Google est arrivé au bon moment par rapport à la chute de DEC (boite qui est, comme Xerox et IBM à l’origine de très nombreuses choses en informatique). AltaVista a commencé à perdre de sa superbe courant 1999 et surtout début 2000, avec le split de AltaVista en AltaVista (portail avec des pubs utilisant AltaVista Search comme moteur de recherche) et AltaVista Search (moteur de recherche). A ses débuts, Google avait pour avantage sa légèreté de chargement face à un AltaVista devenu portail. Dans le bouquin “Google Story” de David A. Vise & Mark Malseed, ils racontent même une anecdote d’un type qui envoyait à chaque révision de Google un nombre…au bout de quelques mois, les ingénieurs de Google se sont rendus compte que ce nombre correspondait au nombre de mots que comportait la page d’accueil du site…et que cela constituait probablement un message pour leur dire de ne pas trop surcharger le site, afin que celui-ci garde sa rapidité (ie : au contraire d’AltaVista qui une fois transformé en portail était devenu beaucoup plus lent à charger).
Après, pour ce qui est des programmes américains (et du manque de collaboration entre entreprises de la technologie en France), je pense que le CEO de Clever Cloud en parle assez bien. A titre personnel et pour digresser quelque peu, j’ajouterai que – à titre d’exemple – le Rand Institute (et William Rees-Mogg) parlent dès 1996 de l’un de ces programmes visant à créer une monnaie numérique basée sur des preuves cryptographiques…
Enfin, je me permettrait de rappeler que les LLMs ont initialement étés développés pour des moteurs de recherche et qu’en 2000 un LLM faisait la taille de quelques CD-ROMs si l’on en croit quelques uns des ouvrages de référence dans le domaine (de mémoire, ce chiffre est tiré de Modern Information Retrieval 2nd Ed de Baeza-Yates, mais je peux me tromper)…et que si les LLMs sont devenus performants, c’est grâce à la quantité de données qui a été accumulée au cours de la période précédente afin de les entrainer.

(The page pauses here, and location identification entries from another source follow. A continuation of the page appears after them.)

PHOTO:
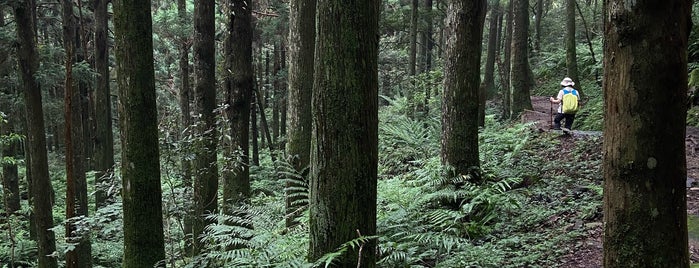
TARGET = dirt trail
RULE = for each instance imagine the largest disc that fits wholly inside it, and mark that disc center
(587, 252)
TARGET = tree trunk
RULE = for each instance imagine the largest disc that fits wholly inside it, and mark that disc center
(76, 183)
(206, 176)
(236, 188)
(138, 120)
(344, 144)
(519, 76)
(487, 88)
(461, 85)
(41, 182)
(507, 64)
(571, 55)
(645, 82)
(10, 174)
(537, 24)
(104, 138)
(301, 49)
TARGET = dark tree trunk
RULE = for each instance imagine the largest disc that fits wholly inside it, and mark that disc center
(236, 188)
(461, 85)
(571, 54)
(104, 137)
(344, 146)
(301, 49)
(76, 183)
(185, 88)
(206, 176)
(10, 172)
(507, 64)
(645, 82)
(537, 24)
(519, 76)
(138, 121)
(41, 183)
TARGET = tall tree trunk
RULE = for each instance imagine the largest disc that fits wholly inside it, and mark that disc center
(10, 172)
(138, 120)
(519, 76)
(41, 182)
(461, 85)
(507, 63)
(301, 49)
(344, 143)
(236, 188)
(104, 138)
(645, 82)
(487, 88)
(537, 24)
(76, 183)
(206, 176)
(277, 93)
(185, 88)
(571, 54)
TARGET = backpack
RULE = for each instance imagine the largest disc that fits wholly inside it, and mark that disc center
(570, 101)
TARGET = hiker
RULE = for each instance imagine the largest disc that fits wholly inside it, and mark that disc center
(568, 100)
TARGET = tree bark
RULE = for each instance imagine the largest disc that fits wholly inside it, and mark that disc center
(301, 49)
(206, 176)
(138, 121)
(239, 92)
(507, 64)
(520, 70)
(645, 82)
(76, 183)
(461, 86)
(28, 59)
(571, 53)
(344, 143)
(104, 138)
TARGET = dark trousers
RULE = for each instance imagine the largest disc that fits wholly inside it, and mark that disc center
(560, 116)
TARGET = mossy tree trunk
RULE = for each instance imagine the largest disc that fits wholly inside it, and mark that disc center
(487, 88)
(204, 163)
(138, 125)
(506, 64)
(239, 86)
(76, 183)
(520, 73)
(645, 82)
(344, 144)
(104, 138)
(571, 51)
(301, 49)
(462, 60)
(28, 59)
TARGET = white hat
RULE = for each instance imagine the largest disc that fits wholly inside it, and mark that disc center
(567, 82)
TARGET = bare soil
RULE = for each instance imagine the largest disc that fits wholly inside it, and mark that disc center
(587, 251)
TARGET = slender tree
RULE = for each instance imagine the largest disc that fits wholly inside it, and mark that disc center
(28, 59)
(205, 167)
(301, 49)
(239, 92)
(104, 138)
(138, 125)
(76, 183)
(519, 76)
(645, 82)
(461, 82)
(344, 143)
(506, 65)
(571, 52)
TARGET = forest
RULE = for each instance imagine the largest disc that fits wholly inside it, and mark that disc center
(348, 133)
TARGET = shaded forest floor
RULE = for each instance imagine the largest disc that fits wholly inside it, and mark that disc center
(586, 248)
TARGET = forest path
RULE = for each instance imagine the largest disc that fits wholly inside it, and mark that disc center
(587, 252)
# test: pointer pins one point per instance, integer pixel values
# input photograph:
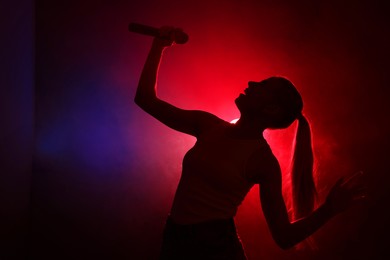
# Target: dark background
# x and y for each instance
(85, 174)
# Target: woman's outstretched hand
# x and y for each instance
(346, 192)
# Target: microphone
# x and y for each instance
(179, 36)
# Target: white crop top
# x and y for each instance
(213, 182)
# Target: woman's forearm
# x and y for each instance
(146, 91)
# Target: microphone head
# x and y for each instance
(180, 37)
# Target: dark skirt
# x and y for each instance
(211, 240)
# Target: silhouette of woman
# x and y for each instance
(227, 160)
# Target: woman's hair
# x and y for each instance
(304, 192)
(289, 101)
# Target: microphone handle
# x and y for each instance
(144, 29)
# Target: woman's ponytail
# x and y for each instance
(304, 192)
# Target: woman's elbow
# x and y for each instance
(284, 242)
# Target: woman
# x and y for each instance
(228, 159)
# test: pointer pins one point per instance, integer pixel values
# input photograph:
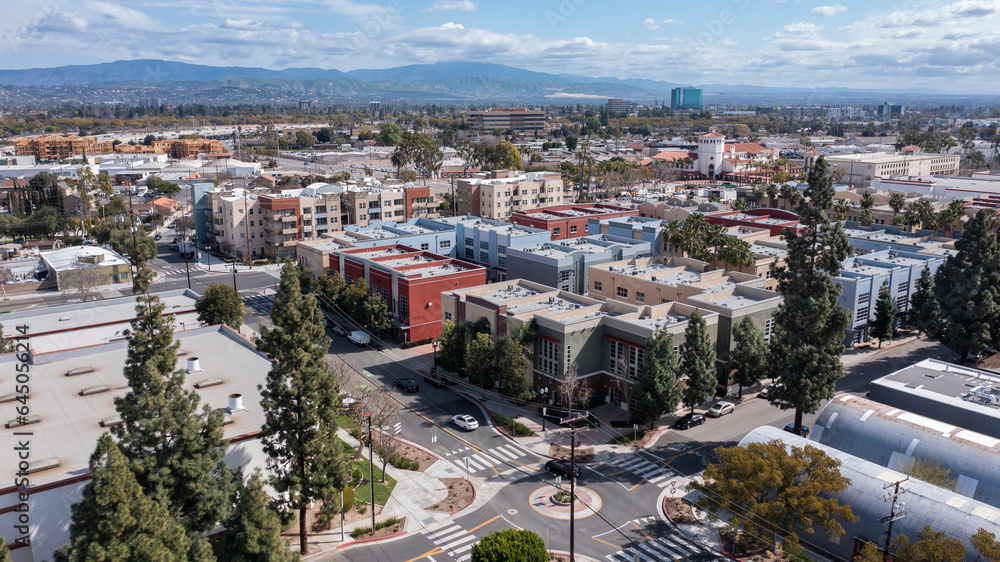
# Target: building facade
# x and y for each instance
(411, 281)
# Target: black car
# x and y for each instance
(561, 468)
(408, 385)
(802, 432)
(689, 420)
(437, 380)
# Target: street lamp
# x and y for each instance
(434, 344)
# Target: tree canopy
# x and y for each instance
(774, 492)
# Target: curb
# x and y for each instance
(363, 541)
(470, 503)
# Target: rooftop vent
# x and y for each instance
(96, 389)
(43, 464)
(112, 421)
(207, 383)
(23, 420)
(79, 371)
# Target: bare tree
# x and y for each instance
(84, 279)
(574, 390)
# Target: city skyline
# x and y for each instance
(919, 46)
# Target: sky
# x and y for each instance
(923, 45)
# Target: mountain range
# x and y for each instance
(456, 82)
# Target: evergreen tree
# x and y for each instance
(254, 532)
(300, 403)
(116, 520)
(748, 359)
(923, 308)
(810, 325)
(656, 392)
(883, 325)
(967, 290)
(697, 364)
(174, 449)
(220, 304)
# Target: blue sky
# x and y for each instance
(937, 45)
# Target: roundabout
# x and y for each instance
(544, 501)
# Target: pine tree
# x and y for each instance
(967, 290)
(924, 313)
(656, 392)
(810, 324)
(117, 520)
(300, 403)
(254, 532)
(697, 362)
(883, 325)
(748, 359)
(174, 448)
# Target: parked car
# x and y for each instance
(437, 380)
(408, 385)
(465, 421)
(689, 420)
(721, 408)
(803, 432)
(359, 338)
(562, 468)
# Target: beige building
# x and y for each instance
(860, 168)
(269, 225)
(498, 194)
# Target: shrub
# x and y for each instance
(510, 544)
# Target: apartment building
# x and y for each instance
(410, 280)
(657, 280)
(269, 225)
(518, 119)
(55, 147)
(363, 205)
(499, 194)
(861, 279)
(569, 221)
(604, 339)
(565, 264)
(860, 168)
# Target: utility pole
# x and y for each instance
(893, 514)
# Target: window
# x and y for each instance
(548, 358)
(404, 309)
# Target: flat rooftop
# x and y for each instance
(70, 424)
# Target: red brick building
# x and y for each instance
(410, 280)
(775, 220)
(569, 221)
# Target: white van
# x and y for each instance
(359, 338)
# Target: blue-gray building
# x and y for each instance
(862, 277)
(487, 242)
(564, 264)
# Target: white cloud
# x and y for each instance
(448, 5)
(829, 10)
(650, 23)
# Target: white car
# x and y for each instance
(721, 408)
(465, 421)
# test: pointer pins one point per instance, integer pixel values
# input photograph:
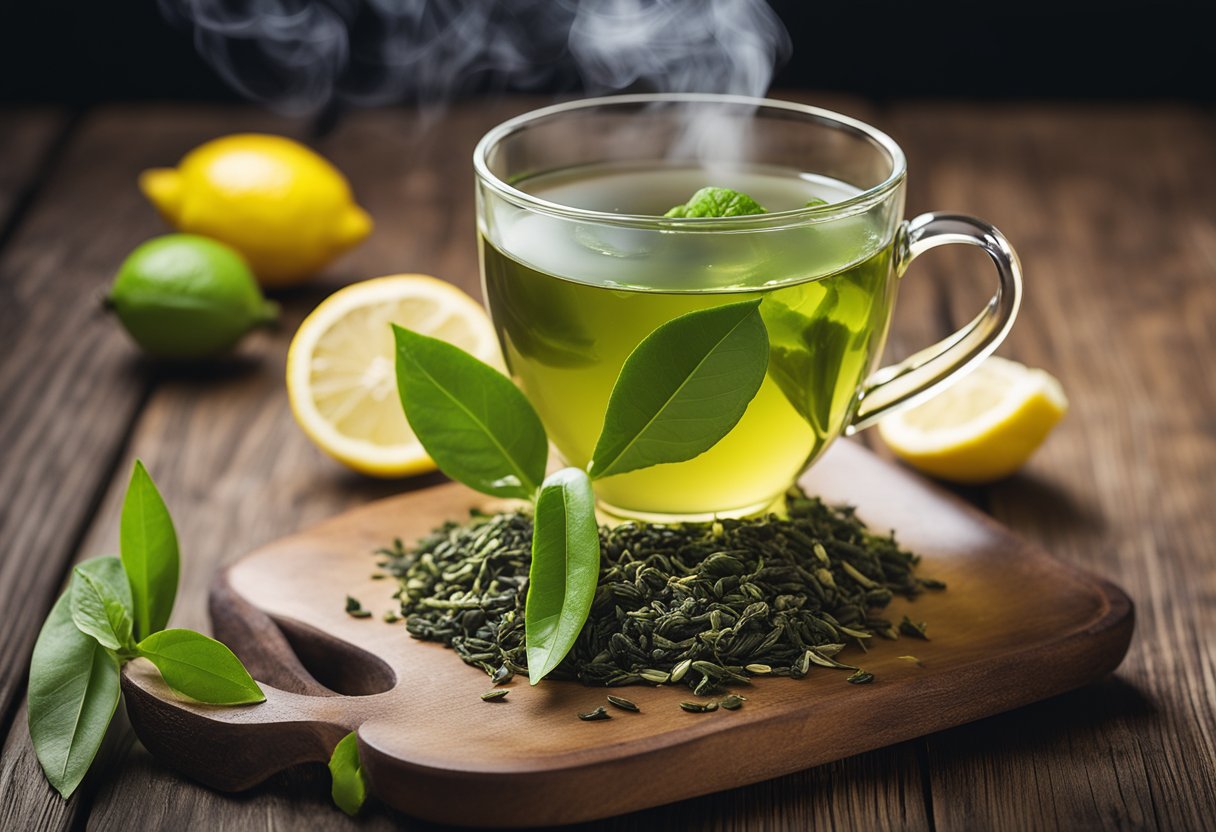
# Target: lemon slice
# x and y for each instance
(342, 366)
(981, 428)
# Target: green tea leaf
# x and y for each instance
(73, 691)
(718, 202)
(682, 388)
(101, 602)
(148, 546)
(564, 569)
(473, 421)
(349, 787)
(200, 668)
(806, 358)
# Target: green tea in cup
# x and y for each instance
(580, 264)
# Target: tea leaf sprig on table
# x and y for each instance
(116, 610)
(684, 388)
(348, 783)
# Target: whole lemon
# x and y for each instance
(185, 297)
(283, 207)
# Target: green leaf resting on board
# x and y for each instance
(73, 691)
(564, 569)
(349, 788)
(200, 668)
(101, 602)
(718, 202)
(148, 547)
(473, 421)
(684, 388)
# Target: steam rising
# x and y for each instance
(300, 56)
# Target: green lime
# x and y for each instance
(183, 296)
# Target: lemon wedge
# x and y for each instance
(342, 367)
(981, 428)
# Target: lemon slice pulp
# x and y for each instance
(981, 428)
(342, 366)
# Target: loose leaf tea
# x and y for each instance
(474, 423)
(708, 605)
(684, 388)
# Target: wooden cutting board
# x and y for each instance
(1013, 628)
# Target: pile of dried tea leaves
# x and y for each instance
(710, 605)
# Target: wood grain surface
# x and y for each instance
(427, 741)
(1110, 209)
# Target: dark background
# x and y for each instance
(85, 51)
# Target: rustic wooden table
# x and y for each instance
(1113, 209)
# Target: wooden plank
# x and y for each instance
(237, 472)
(1113, 213)
(71, 383)
(27, 138)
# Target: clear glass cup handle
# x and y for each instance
(917, 377)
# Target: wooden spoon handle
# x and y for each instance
(258, 642)
(238, 747)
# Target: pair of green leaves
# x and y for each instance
(725, 202)
(116, 610)
(684, 388)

Ceci va d’ailleurs leur poser un problème très rapidement car plus du contenu est généré par des LLMs, plus il va falloir passer du temps à détecter ce contenu pour ne pas empoisonner les LLMs à venir…ce qui fait dire à certain que le développement de ces derniers est un cul-de-sac technologique en matière d’intelligence artificielle.
Bref, je ne dénigre pas ce qu’a fait Google, bien au contraire, je dit juste qu’ils se sont appuyés sur des travaux existants, et qu’ils ont bénéficié de fonds assez importants dès le début…mais que surtout, surtout, ils ont eu la chance de débuter pille au bon moment, à savoir au moment des difficultés de DEC et de la fin de la bulle internet. Comme souvent, le fait d’avoir le bon produit au bon moment fait toute la différence, et ceci n’a rien à voir avec le génie, mais plutôt avec la chance.
Je ne peux pas répondre a votre dernière message alors je vais reprendre ici.
Sur les LLMs, je pense que vous sous-estimez la part algorithmique. Les données sont nécessaires, mais très loin de suffisant.
Sur google, bien sûr, comme toute personne qui réussit, ils ont bénéficié d’une belle part de la chance. Mais cela n’est pertinent a rien. Là encore c’est un facteur nécessaire mais pas suffisant.
Personnellement je n’ai pas le même souvenir d’altavista que vous, mais on ne va pas avancer sur ce sujet. Par contre, on pourrait s’accorder tout au moins sur le fait que Google, malgré un marché bien statue saturé, a su mieux répondre aux demandes des consommateurs et a pu donc devenir dominant, à partir de presque rien.